We all face challenges, but looking back would you describe it as a relatively smooth road?
No, never too smooth. There are many obstacles and challenges in a career like mine. But they’re essentially present in anything worth pursuing. Here are some.
COMPETITION: You jump into this game and you’re immediately going up against the best in the country, because the places their work appears are the places you want your work to appear. And their work is as good as the press tells you. But don’t let it phase you. If you’ve got the talent, the only thing between you and them is work. So go to work. It’ll pay off.
EDUCATION: I never knew how important education was until I knew. You can’t rise above the cream without having a mind that is very highly cultivated. For a few reasons. One is the importance of knowledge about everything, and how it offers you so many different resources of information to use in your work. The other is, education, like world travel, changes you. It changes your neurology. It creates all these new connections and capacities that lead to deeper thought and more imagination. Simply put, a real good education powerfully increases your arsenal of creative tools.
NETWORKING: A mixed bag. The results are huge. It is through networking…personal contacts…that careers are made. That’s a hard fact in this world. I was fortunate to have a lot of contacts early on, basically from all the acting I had done. It opened doors for my writing. A problem with me is I’ve never had a desire to schmooze and talk up people I don’t know, and perhaps don’t care to know. But…you should. It pays off.
KING DOLLAR (MONEY); You might never have to worry about this. But most in these fields do. Sometimes, good money comes in through your art. Other times it doesn’t. You need a backup. Preferably one that utilizes your artistic talent. Teaching your craft. Using it in businesses that rely on it: publishing, advertising, etc. Literary and visual artists are needed in many different businesses. And a good situation is a part-time situation, 1/2 or 3/4 time, whatever, that still leaves you quality time for your art. And that leads to my thoughts directly below.
ART/COMMERCE: You can choose to solely be an artist, to solely express your deepest visions, despite how any one in the outside world might react. Though you might not make much money at all. And/or you can use your talents to appeal to the majority of taste in the outside world and make as much money as you can. The decision is yours. I chose a combination of both. To express my deepest visions in my work, but to try and keep it in a realm that the public could identify with and be entertained by. Without sacrificing my vision. And sometimes I won’t worry at all about public acceptance or money, and just try to nail that vision of that work as truthfully as possible. And other times I’ve pursued decent work mainly to make money, i.e., writing films for a studio, or writing/performing radio commercials, or acting on TV, etc. Keep your Art as sacred as possible. But learn, too, how to create, at least some things, in a way that will reward you financially.
Appreciate you sharing that. What else should we know about what you do?
As mentioned earlier, I’m a playwright, actor/director, and a new filmmaker. I am most proud of my playwriting. It’s been the telescope through which I view, and try to understand, the cosmos. I worked very hard to become good, and to get my work noticed. I stand behind it very firmly.

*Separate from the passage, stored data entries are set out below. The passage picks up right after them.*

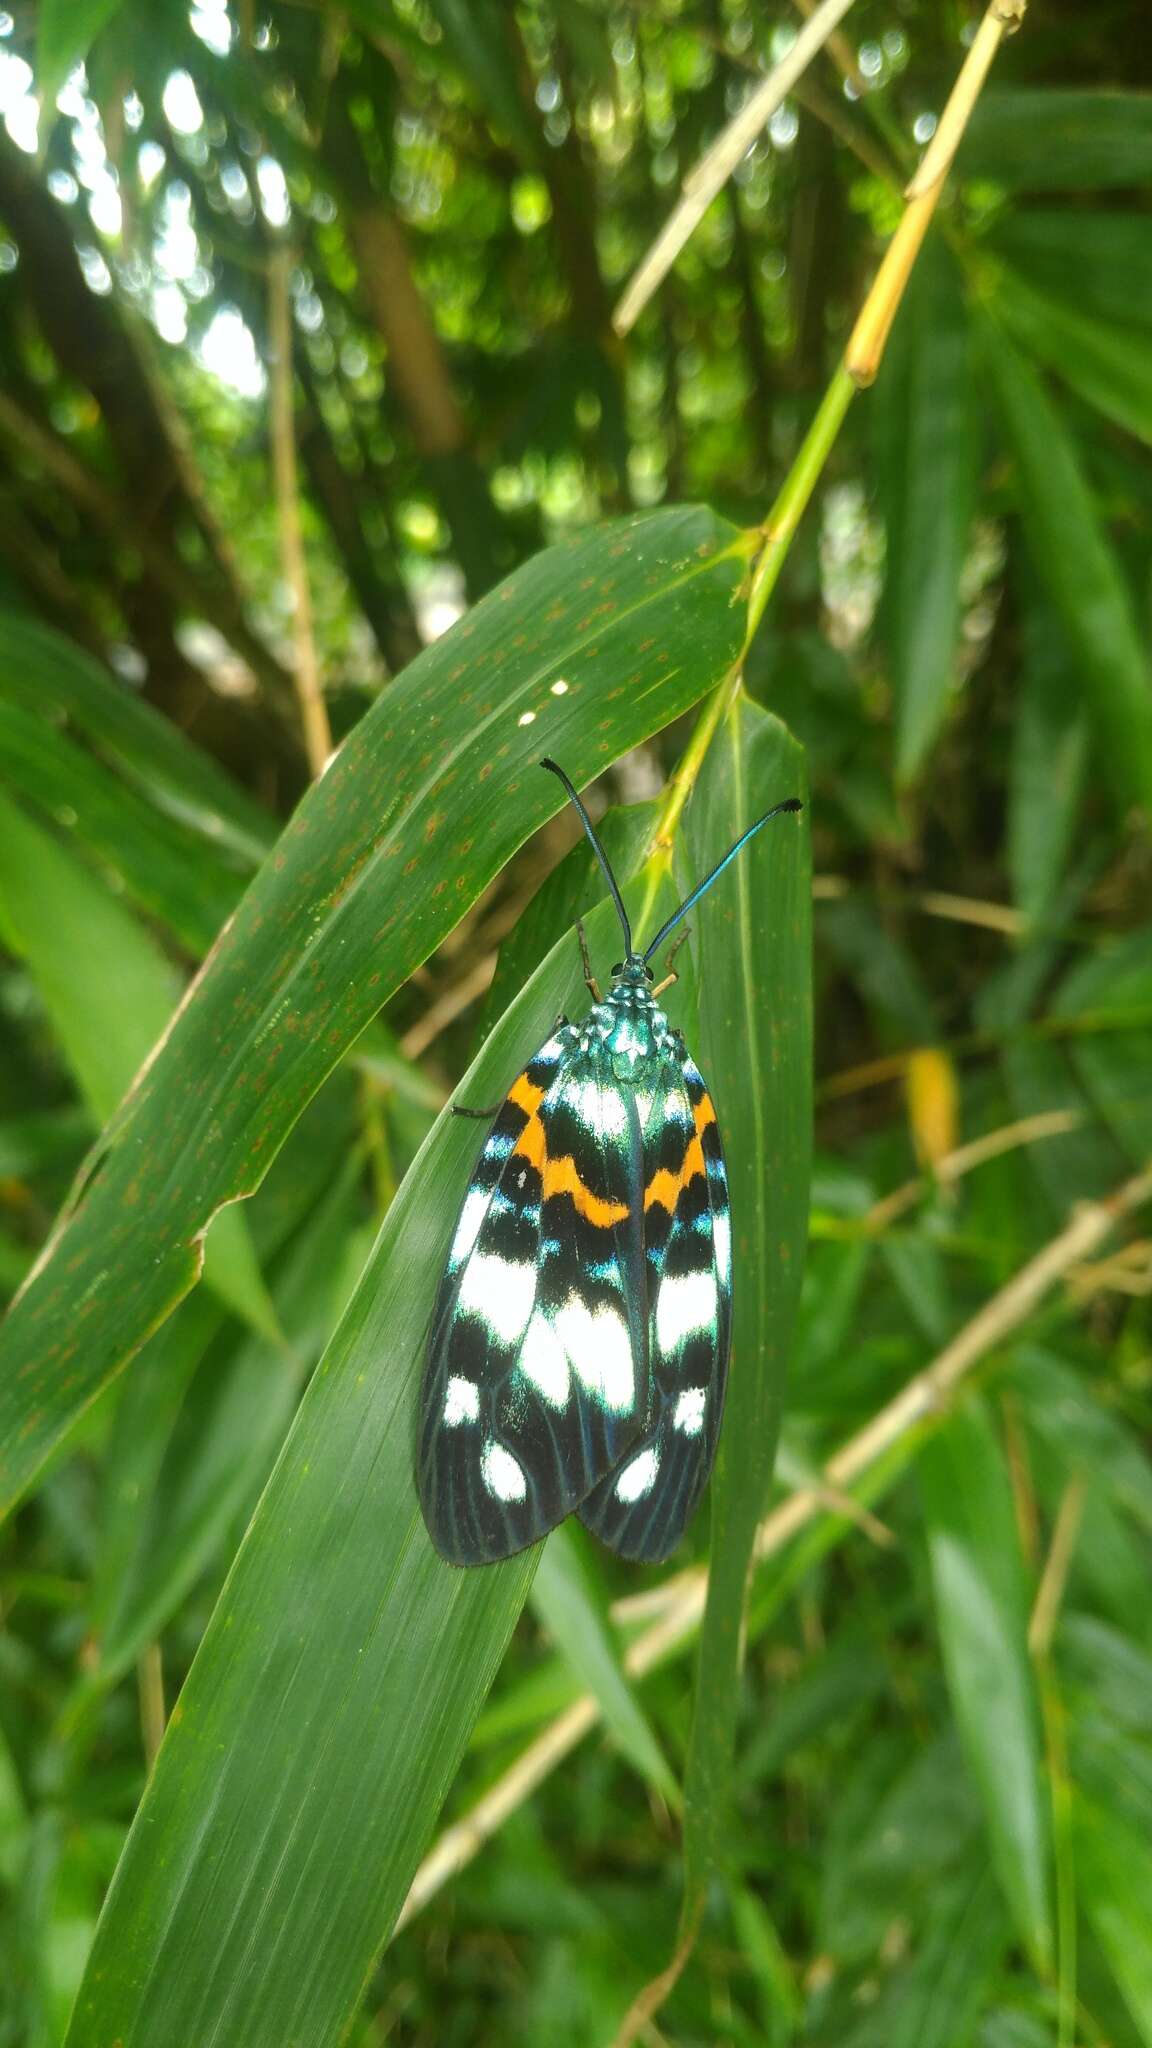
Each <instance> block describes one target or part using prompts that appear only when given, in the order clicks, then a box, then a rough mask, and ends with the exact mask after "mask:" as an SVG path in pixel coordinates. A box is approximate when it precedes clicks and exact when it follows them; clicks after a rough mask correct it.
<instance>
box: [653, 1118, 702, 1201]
mask: <svg viewBox="0 0 1152 2048" xmlns="http://www.w3.org/2000/svg"><path fill="white" fill-rule="evenodd" d="M703 1171H705V1163H703V1149H701V1141H699V1137H693V1139H689V1149H687V1151H685V1159H683V1165H681V1167H678V1171H672V1167H668V1165H662V1167H660V1171H658V1174H654V1176H652V1180H650V1182H648V1186H646V1190H644V1212H646V1214H648V1210H650V1208H652V1204H654V1202H660V1208H666V1210H668V1214H670V1217H672V1214H674V1210H676V1202H678V1196H681V1188H687V1186H689V1180H695V1176H697V1174H703Z"/></svg>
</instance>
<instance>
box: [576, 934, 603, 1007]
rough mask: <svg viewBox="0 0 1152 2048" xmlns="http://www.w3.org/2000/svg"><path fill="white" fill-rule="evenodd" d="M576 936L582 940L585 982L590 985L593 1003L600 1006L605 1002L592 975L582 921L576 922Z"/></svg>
mask: <svg viewBox="0 0 1152 2048" xmlns="http://www.w3.org/2000/svg"><path fill="white" fill-rule="evenodd" d="M576 934H578V938H580V958H582V963H584V981H586V983H588V991H590V995H592V1001H594V1004H599V1001H603V995H601V987H599V983H596V977H594V973H592V963H590V958H588V940H586V938H584V922H582V920H576Z"/></svg>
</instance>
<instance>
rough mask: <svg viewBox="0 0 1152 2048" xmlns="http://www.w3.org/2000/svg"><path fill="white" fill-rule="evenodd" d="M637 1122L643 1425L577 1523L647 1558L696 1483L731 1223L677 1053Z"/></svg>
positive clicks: (714, 1436) (716, 1411) (711, 1135)
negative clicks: (672, 1062) (643, 1333)
mask: <svg viewBox="0 0 1152 2048" xmlns="http://www.w3.org/2000/svg"><path fill="white" fill-rule="evenodd" d="M668 1065H670V1069H672V1071H670V1075H668V1083H666V1087H664V1090H662V1108H660V1102H658V1104H656V1106H654V1116H652V1120H650V1124H648V1133H646V1147H644V1180H646V1190H644V1204H646V1206H644V1235H646V1272H648V1356H650V1368H648V1370H650V1403H648V1427H646V1430H644V1434H642V1436H640V1438H637V1440H635V1444H631V1446H629V1450H627V1452H625V1456H623V1458H621V1462H619V1466H617V1468H615V1470H613V1473H609V1477H607V1479H605V1481H601V1485H599V1487H594V1489H592V1493H588V1499H586V1501H584V1503H582V1507H580V1520H582V1522H584V1524H586V1526H588V1528H590V1530H594V1534H596V1536H599V1538H601V1540H603V1542H605V1544H609V1548H611V1550H615V1552H617V1554H619V1556H625V1559H635V1561H640V1563H646V1565H658V1563H662V1559H666V1556H670V1552H672V1550H674V1548H676V1544H678V1540H681V1536H683V1534H685V1528H687V1524H689V1520H691V1516H693V1511H695V1507H697V1501H699V1497H701V1493H703V1489H705V1485H707V1475H709V1473H711V1462H713V1458H715V1444H717V1436H719V1419H722V1413H724V1391H726V1380H728V1350H730V1341H732V1231H730V1210H728V1176H726V1171H724V1149H722V1143H719V1128H717V1122H715V1110H713V1106H711V1098H709V1094H707V1087H705V1083H703V1077H701V1073H699V1069H697V1065H695V1063H693V1059H691V1057H689V1055H687V1053H681V1055H678V1059H676V1061H674V1063H672V1061H670V1063H668Z"/></svg>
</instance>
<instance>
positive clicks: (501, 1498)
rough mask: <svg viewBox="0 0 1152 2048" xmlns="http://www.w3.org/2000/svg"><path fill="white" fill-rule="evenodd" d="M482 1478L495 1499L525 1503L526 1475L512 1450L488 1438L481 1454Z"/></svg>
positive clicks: (488, 1489)
mask: <svg viewBox="0 0 1152 2048" xmlns="http://www.w3.org/2000/svg"><path fill="white" fill-rule="evenodd" d="M480 1477H482V1481H484V1485H486V1487H488V1491H490V1493H492V1497H494V1499H498V1501H523V1497H525V1493H527V1487H525V1475H523V1470H521V1466H519V1464H517V1460H515V1458H512V1452H510V1450H504V1446H502V1444H496V1440H494V1438H488V1442H486V1446H484V1450H482V1454H480Z"/></svg>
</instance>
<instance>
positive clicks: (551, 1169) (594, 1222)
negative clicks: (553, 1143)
mask: <svg viewBox="0 0 1152 2048" xmlns="http://www.w3.org/2000/svg"><path fill="white" fill-rule="evenodd" d="M517 1149H519V1147H517ZM551 1194H570V1196H572V1204H574V1208H576V1214H578V1217H586V1221H588V1223H596V1225H599V1227H601V1231H607V1229H611V1225H613V1223H623V1221H625V1217H627V1202H605V1198H603V1196H599V1194H592V1190H590V1188H586V1186H584V1182H582V1180H580V1174H578V1171H576V1161H574V1159H572V1155H570V1153H566V1155H564V1159H545V1167H543V1196H541V1198H543V1200H545V1202H547V1198H549V1196H551Z"/></svg>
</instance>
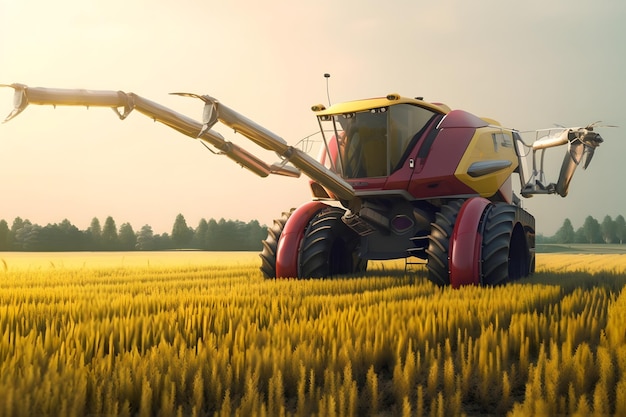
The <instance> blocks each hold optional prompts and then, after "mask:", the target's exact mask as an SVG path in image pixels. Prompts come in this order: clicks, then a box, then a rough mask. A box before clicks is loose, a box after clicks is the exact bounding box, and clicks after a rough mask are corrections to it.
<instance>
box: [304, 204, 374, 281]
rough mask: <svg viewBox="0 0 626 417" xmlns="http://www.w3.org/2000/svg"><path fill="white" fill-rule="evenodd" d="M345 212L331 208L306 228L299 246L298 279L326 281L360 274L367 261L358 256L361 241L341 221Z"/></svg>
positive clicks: (327, 208) (329, 208) (320, 212)
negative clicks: (338, 276)
mask: <svg viewBox="0 0 626 417" xmlns="http://www.w3.org/2000/svg"><path fill="white" fill-rule="evenodd" d="M343 214H344V210H342V209H340V208H337V207H328V208H326V209H324V210H322V211H320V212H318V213H317V214H316V215H315V216H313V218H312V219H311V221H310V222H309V225H308V226H307V230H306V231H305V233H304V237H303V239H302V243H301V245H300V253H299V261H298V277H300V278H326V277H333V276H337V275H347V274H358V273H362V272H364V271H365V270H366V269H367V260H365V259H361V258H359V256H358V249H359V244H360V237H359V235H357V234H356V233H355V232H354V231H353V230H352V229H350V228H349V227H348V226H346V224H345V223H344V222H343V221H342V220H341V217H342V216H343Z"/></svg>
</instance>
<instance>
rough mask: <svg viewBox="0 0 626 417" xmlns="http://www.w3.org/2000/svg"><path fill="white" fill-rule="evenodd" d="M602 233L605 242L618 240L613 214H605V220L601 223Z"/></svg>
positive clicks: (600, 226)
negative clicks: (615, 227)
mask: <svg viewBox="0 0 626 417" xmlns="http://www.w3.org/2000/svg"><path fill="white" fill-rule="evenodd" d="M600 233H601V234H602V239H603V240H604V243H613V242H614V241H615V240H616V237H615V222H613V219H612V218H611V216H608V215H607V216H604V220H602V223H601V224H600Z"/></svg>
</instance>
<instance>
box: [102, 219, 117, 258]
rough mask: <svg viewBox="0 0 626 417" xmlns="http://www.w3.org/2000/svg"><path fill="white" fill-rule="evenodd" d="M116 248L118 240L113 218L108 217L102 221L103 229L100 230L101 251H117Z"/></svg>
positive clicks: (116, 229) (114, 224) (116, 228)
mask: <svg viewBox="0 0 626 417" xmlns="http://www.w3.org/2000/svg"><path fill="white" fill-rule="evenodd" d="M118 247H119V238H118V236H117V227H116V226H115V220H113V217H111V216H109V217H107V218H106V220H105V221H104V228H103V229H102V249H104V250H117V249H118Z"/></svg>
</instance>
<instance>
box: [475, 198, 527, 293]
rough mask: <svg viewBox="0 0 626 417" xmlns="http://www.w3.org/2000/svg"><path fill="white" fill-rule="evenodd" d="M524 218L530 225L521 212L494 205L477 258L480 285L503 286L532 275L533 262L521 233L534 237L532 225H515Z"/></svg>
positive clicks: (489, 212)
mask: <svg viewBox="0 0 626 417" xmlns="http://www.w3.org/2000/svg"><path fill="white" fill-rule="evenodd" d="M518 211H521V213H518ZM520 215H521V216H520ZM524 215H526V216H527V217H529V220H533V221H534V219H533V218H532V216H530V215H529V214H528V213H525V212H524V211H523V210H522V209H521V208H518V207H516V206H513V205H510V204H504V203H498V204H495V205H494V206H493V207H492V208H491V210H490V211H489V212H488V213H487V216H486V219H485V228H484V232H483V246H482V255H481V260H482V284H483V285H499V284H504V283H506V282H508V281H513V280H516V279H519V278H523V277H526V276H528V275H530V274H531V273H533V272H534V259H533V258H532V256H531V253H530V251H529V247H528V242H527V239H526V231H525V230H524V229H525V228H527V229H529V230H531V231H532V232H533V233H534V224H530V221H529V222H528V223H529V224H526V225H524V224H523V223H524V222H520V221H518V219H519V218H520V217H523V216H524Z"/></svg>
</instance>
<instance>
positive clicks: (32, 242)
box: [14, 220, 41, 251]
mask: <svg viewBox="0 0 626 417" xmlns="http://www.w3.org/2000/svg"><path fill="white" fill-rule="evenodd" d="M40 231H41V226H39V225H37V224H32V223H31V222H30V221H28V220H25V221H24V222H23V224H22V227H20V228H19V229H17V231H16V232H15V240H14V246H15V248H16V249H17V250H24V251H33V250H37V247H38V246H39V233H40Z"/></svg>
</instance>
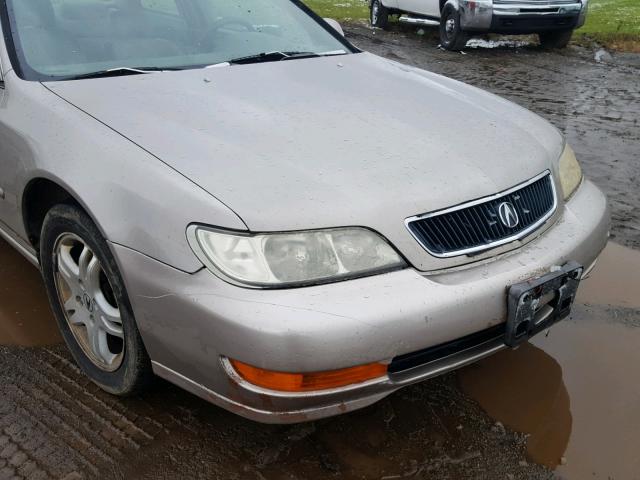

And I have a nice rep. What sets me apart? I entered my field…playwriting, filmmaking, acting and directing, first as a writer. Then as an actor. Later as a director, too. I do all of them. And now I’m writing a novel for the first time. And I’m exploring music. I taught myself guitar and harmonica, and I’m having a ball writing and recording songs. We shall see where that goes.
Can you share something surprising about yourself?
It’s always a surprise to others that I was a soap opera star back in the day, before I started writing plays. I knew nothing about soap operas, but an agent sent me to some auditions. I ended up getting a lead role on one for a year, and a recurring role on another for a year. It was an interesting experience, on many levels. Its story gets told, as well as many others, in the novel I’m writing.